Catastrophes naturelles dévastatrices, ingérences extérieures problématiques, corruption flagrante et histoire coloniale tragique : les raisons d’une crise qui semble interminable sont multiples. Une plus grande attention de la communauté internationale serait bénéfique, mais seulement si elle place au centre le bien-être de la population, et non les intérêts commerciaux ou politiques des pays soutenants.

Texte: Ralf Kaminski, rédacteur chez Action de Carême

Les autochtones de l’île des Caraïbes, les Taïno, l’appelaient autrefois Kiskeya (terre merveilleuse) ou Ayiti (terre montagneuse). C’est de ce dernier nom que dérive Haïti. La tragédie de cette île, aujourd’hui appelée Hispaniola et partagée entre Haïti et la République dominicaine, a commencé en 1492 avec l’arrivée de Christophe Colomb. On estime que plusieurs centaines de milliers d’indigènes y vivaient alors. Ils furent décimés d’abord par les maladies apportées par les conquérants espagnols, puis, à partir de 1503, par un système de travail forcé proche de l’esclavage.

À la fin du XVIIe siècle, la France s’empara de la partie ouest de l’île et la mena à une prospérité économique énorme, basée sur la culture de la canne à sucre et du café. Saint-Domingue, comme Haïti s’appelait alors, était considérée comme la perle des Caraïbes et la colonie la plus riche de France. Dans les années 1780, environ 40 % du sucre et 60 % du café consommés en Europe provenaient de Haïti.

La révolution : entre liberté et nouveaux défis

Cette prospérité n’était possible que grâce à la déportation annuelle de dizaines de milliers de personnes d’Afrique, réduites en esclavage et forcées de travailler dans des conditions si misérables que beaucoup ne survivaient pas. Les profits princiers, quant à eux, atterrissaient en France.

Après la Révolution française, en 1791, la Révolution haïtienne éclata, menée par les esclaves qui représentaient alors environ 90 % de la population. À l’issue d’une longue et brutale guerre de libération, Haïti devint en 1804 la première « nation noire » indépendante, observée avec méfiance par les nations esclavagistes voisines qui craignaient la contagion.

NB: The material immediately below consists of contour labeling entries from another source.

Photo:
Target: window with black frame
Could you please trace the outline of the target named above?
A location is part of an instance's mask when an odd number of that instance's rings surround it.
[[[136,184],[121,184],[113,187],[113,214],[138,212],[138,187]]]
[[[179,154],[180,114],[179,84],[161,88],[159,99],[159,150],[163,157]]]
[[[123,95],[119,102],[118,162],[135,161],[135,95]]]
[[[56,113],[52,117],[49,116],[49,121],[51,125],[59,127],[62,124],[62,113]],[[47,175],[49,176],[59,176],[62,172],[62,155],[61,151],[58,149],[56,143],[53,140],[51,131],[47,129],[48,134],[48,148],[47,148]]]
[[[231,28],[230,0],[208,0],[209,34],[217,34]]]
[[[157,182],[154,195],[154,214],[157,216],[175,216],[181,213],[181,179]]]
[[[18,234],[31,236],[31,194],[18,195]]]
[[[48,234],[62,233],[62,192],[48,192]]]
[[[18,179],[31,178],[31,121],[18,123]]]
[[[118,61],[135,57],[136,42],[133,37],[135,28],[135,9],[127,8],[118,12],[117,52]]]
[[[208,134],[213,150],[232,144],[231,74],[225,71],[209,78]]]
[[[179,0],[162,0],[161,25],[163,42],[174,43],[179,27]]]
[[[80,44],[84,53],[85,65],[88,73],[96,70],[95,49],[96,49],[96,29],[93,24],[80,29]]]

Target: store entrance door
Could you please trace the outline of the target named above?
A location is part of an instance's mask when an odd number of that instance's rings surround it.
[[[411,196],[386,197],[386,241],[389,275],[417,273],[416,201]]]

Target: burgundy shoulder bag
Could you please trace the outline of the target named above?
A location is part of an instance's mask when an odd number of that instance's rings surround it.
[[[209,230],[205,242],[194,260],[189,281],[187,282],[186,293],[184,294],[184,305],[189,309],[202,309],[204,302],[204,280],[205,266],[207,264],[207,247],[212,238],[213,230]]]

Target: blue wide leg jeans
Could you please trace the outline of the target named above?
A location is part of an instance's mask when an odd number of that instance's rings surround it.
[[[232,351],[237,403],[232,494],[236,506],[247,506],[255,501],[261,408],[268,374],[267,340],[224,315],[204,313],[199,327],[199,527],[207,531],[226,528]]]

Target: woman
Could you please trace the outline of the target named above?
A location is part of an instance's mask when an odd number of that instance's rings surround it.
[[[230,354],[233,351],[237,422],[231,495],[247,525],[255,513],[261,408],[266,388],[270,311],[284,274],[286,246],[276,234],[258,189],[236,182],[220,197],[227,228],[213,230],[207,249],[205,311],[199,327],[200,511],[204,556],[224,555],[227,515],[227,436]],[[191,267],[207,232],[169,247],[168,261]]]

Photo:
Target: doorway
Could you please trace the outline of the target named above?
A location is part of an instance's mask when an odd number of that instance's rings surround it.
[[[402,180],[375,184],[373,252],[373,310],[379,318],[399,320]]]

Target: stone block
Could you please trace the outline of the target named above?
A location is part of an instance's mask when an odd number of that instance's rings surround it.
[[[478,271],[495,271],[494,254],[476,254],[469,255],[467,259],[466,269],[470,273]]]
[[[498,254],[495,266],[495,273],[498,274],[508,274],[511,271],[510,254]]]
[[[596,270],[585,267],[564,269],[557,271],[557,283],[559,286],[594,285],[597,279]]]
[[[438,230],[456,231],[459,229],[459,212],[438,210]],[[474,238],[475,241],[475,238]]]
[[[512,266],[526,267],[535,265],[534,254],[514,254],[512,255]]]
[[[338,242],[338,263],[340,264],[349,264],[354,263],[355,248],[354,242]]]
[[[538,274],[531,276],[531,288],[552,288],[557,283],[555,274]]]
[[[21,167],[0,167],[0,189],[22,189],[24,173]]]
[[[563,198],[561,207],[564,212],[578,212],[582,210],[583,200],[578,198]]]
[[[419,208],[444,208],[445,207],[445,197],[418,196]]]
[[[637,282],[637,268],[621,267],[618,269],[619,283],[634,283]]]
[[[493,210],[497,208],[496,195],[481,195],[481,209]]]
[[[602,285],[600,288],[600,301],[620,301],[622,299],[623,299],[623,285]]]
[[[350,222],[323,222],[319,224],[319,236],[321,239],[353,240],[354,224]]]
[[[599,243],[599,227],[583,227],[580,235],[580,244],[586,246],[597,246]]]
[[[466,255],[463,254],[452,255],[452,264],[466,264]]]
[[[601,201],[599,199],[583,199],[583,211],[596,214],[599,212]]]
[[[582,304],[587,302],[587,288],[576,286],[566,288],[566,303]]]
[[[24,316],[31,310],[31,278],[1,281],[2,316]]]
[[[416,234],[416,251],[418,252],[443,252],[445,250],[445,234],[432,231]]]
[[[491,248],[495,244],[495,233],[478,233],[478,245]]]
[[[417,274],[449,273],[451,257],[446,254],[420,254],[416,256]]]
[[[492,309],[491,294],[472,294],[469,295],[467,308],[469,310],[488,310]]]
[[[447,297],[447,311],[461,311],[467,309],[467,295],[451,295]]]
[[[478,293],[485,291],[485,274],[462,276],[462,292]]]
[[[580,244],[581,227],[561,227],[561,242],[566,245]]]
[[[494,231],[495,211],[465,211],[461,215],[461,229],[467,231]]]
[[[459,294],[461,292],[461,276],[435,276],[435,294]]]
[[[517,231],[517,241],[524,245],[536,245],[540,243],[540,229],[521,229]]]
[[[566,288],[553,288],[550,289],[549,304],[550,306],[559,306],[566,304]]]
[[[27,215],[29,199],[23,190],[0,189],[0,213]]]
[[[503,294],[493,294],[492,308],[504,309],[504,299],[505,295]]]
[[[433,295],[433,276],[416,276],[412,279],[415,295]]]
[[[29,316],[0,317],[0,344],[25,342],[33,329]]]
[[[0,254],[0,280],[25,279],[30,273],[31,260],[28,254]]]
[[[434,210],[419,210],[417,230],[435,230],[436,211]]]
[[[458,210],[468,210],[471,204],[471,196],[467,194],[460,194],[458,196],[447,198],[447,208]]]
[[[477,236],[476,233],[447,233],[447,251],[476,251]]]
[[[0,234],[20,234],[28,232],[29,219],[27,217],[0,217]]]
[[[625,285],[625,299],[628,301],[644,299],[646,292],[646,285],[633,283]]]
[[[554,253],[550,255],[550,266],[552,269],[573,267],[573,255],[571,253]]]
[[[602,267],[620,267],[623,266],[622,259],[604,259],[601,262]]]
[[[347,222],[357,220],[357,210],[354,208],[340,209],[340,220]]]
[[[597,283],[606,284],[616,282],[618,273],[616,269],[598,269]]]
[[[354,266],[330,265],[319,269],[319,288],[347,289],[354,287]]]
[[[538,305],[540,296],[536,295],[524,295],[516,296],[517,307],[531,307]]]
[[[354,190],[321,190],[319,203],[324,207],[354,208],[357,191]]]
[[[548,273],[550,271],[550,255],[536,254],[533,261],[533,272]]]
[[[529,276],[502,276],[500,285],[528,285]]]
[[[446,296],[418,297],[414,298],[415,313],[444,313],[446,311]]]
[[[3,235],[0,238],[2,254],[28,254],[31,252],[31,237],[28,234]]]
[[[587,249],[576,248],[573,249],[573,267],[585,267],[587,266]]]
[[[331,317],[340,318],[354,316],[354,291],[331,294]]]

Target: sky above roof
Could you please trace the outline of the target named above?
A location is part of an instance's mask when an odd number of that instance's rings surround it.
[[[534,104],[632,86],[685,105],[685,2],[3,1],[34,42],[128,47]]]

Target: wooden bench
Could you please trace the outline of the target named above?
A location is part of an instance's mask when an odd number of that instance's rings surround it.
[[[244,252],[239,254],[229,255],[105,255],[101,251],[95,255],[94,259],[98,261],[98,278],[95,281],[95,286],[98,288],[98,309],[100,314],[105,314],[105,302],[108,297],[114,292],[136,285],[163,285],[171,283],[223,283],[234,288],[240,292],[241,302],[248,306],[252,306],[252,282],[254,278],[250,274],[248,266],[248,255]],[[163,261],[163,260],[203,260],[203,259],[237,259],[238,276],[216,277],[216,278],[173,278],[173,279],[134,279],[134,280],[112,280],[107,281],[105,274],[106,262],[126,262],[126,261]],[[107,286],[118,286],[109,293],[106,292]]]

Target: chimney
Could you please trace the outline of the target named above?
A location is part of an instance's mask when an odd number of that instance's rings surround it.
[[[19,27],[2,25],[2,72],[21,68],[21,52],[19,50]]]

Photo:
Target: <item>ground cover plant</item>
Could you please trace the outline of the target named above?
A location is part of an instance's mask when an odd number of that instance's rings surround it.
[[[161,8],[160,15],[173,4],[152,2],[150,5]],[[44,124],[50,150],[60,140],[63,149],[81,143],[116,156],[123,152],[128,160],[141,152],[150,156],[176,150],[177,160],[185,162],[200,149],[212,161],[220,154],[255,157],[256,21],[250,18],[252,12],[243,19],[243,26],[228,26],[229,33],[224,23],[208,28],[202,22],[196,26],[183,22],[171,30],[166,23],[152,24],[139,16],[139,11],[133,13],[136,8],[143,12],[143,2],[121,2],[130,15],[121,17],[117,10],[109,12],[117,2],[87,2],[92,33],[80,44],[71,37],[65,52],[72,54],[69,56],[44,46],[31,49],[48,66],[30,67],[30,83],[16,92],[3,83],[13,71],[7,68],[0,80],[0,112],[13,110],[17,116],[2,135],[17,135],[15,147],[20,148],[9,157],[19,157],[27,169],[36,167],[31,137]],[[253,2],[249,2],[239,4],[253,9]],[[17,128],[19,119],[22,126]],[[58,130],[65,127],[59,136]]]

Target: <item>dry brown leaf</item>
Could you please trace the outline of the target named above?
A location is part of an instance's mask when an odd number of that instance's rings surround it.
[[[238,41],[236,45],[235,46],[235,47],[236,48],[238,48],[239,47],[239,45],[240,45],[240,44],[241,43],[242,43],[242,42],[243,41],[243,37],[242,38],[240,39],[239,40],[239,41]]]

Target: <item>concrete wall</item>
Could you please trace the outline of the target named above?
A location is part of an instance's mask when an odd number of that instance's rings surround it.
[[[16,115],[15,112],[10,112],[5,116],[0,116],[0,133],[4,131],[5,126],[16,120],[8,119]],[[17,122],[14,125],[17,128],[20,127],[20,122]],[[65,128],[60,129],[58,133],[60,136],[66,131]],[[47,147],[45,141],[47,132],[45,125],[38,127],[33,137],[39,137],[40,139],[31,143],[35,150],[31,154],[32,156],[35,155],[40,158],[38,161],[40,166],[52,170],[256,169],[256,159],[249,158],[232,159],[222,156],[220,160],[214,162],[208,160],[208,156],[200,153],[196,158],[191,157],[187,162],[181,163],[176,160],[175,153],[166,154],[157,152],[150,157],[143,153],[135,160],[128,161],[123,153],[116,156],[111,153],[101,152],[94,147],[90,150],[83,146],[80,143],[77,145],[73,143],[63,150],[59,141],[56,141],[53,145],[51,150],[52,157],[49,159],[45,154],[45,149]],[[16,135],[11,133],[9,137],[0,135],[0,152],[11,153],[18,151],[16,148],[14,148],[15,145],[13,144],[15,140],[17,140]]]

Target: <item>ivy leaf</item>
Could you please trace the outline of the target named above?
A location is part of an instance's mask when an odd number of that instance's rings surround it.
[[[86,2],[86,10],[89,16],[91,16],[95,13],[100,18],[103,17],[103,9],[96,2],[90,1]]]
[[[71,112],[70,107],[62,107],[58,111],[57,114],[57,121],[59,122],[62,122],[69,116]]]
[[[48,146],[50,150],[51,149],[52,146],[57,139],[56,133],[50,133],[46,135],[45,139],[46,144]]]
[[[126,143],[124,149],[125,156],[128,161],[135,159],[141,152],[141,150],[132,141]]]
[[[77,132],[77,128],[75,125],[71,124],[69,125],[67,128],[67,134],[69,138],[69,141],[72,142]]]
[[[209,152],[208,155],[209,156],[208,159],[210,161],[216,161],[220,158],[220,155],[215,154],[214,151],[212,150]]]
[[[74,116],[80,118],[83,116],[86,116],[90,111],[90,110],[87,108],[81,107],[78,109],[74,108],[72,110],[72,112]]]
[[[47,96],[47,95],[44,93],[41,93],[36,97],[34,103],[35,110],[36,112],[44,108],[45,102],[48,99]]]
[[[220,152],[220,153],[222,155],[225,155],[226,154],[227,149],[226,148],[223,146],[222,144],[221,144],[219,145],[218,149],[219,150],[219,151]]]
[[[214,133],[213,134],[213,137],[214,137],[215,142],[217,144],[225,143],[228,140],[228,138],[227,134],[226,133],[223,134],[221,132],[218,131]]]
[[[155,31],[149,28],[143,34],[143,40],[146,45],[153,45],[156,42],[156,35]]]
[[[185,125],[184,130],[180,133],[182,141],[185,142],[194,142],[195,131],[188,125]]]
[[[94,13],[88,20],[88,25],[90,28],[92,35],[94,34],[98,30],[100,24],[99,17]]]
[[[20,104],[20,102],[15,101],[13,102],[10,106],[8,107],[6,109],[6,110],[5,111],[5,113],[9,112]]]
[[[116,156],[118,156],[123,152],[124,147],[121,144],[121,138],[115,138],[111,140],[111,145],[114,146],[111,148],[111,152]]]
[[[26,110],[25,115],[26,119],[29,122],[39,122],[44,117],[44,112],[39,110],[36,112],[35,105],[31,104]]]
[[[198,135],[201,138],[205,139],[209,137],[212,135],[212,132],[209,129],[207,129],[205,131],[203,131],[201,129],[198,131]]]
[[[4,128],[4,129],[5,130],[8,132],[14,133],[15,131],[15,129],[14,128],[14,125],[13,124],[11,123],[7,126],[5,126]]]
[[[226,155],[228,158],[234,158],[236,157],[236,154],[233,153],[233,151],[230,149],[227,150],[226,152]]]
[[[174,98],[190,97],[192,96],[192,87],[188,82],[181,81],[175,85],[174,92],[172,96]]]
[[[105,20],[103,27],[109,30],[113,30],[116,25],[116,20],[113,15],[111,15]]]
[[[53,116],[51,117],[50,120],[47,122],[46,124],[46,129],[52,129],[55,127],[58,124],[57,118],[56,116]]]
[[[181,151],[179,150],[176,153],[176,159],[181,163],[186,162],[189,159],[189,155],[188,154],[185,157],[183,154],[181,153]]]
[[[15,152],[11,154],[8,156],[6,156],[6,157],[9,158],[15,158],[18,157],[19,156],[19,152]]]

Mais la joie sur l’île fut de courte durée. Rapidement, une élite d’anciens combattants de la liberté prit le pouvoir et opprima à son tour une grande partie de la population. La France ne digéra pas la perte de sa colonie et menaça de reprendre la guerre si des paiements compensatoires n’étaient pas effectués.

Membres d'un projet d'Action de Carême.
Membres d'un projet d'Action de Carême.

Les richesses d’Haïti ont coulé vers la France

Un groupe de recherche du « New York Times » a estimé en 2022 qu’Haïti a perdu plus de 100 milliards de dollars (valeur actuelle) en paiements aux anciens colons – une dette que des historiens internationaux qualifient de « probablement la plus abjecte de l’histoire ». La conclusion de cette enquête est sans appel : si cet argent était resté en Haïti et avait été investi dans le développement de la population, de l’économie et des infrastructures, le pays serait aujourd’hui bien plus prospère, comparable à son voisin, la République dominicaine.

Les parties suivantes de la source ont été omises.